Somerset Homecoming by Dorothy Spruill Redford

Somerset Homecoming by Dorothy Spruill Redford

Author:Dorothy Spruill Redford [Redford, Dorothy Spruill]
Language: eng
Format: epub
ISBN: 9780807848432
Barnesnoble:
Publisher: The University of North Carolina Press
Published: 2000-03-30T00:00:00+00:00


Voices from the Past

They are dead now, all of them. The Collinses, the Pettigrews, and their slaves. Nineteenth-century ghosts. But even now, they are still apart, white and black, as separated in death as they were when they were living.

The whites left snapshots of their lives behind. In letters and ledger books they told me who they were and how they lived. I knew what the Collinses ate, how they dressed, where they slept, how they spoke. They spoke on paper, and their voices can still be heard a century after their bodies were put in the ground. There is little that is magical about lives like that, little to imagine, little room for mystery when the mundane is so specifically preserved.

The black people whose names I held in my hand left nothing. What they wrote, neither they nor their owners kept. And when they spoke, really spoke, it was only to one another. The voices their owners heard were not the voices they shared among themselves. When they died, their real voices went with them. And the echoes that were left became mystery, then more. The mystery became magic. It’s that way with the dead—the less we know about the lives they led, the more we make them myths when they are gone. We fill the void with our own imagining, with our own hopes.

That is what I had done as I worked my way to Somerset. Because of the very fact that all I had were lists of slave names and dates culled from courthouse records and company account books, I wrapped each of those names in an aura of wonder, of richness. Once I arrived at the place where they lived, I realized there was the chance I would be robbing that richness by digging into the reality of their pasts. In a way I was intruding, peeling away their mystery by reaching for the concrete, the three-dimensional.

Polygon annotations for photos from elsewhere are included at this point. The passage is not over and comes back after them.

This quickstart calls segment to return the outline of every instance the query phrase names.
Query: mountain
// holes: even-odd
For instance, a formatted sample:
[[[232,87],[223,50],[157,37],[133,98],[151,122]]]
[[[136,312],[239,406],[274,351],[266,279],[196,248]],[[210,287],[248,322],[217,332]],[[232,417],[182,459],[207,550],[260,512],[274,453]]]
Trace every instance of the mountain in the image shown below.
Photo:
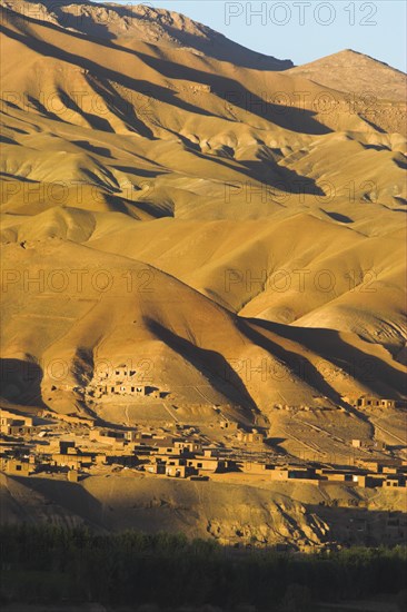
[[[96,364],[129,359],[186,415],[405,396],[404,76],[142,6],[1,4],[7,402],[98,412]]]
[[[366,98],[374,106],[377,99],[406,101],[406,75],[387,63],[353,49],[345,49],[310,63],[290,69],[320,85]]]
[[[185,14],[145,4],[95,4],[80,0],[31,3],[2,0],[1,4],[39,21],[87,37],[120,40],[122,45],[130,47],[133,41],[142,41],[152,46],[186,49],[202,58],[214,58],[257,70],[286,70],[294,66],[290,60],[278,60],[246,49]]]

In a way it seemed right to leave my ancestors among the mists of myth, to keep them apart from the Collinses—to allow them in death to be more than the people who owned them in life.

But that would be to deny their own very real lives, to put my dreams above theirs. I was here now, at Somerset. I had the names. I had the place. I had to go on, to piece together their existence—as individuals; as a group.

There were no straightforward, firsthand accounts of slave life at Somerset. Only references among the Collinses’ and Pettigrews’ correspondence. Costs of slaves in old ledger books. Entries of money paid for slave shoes and buttons.

Tiny slivers of reality, mere shavings of the past, disjunctive fragments of time.

Mention of a persistent runaway in an overseer’s letter. Plantation inventories listing slaves by cabin, telling me who lived with whom, giving me a sense of families, but only a sense. An archaeologist’s reconstruction describing where those cabins stood, how they were built, even their color—white.

I walked into a church where my ancestors had sung both before and after they were told they were free.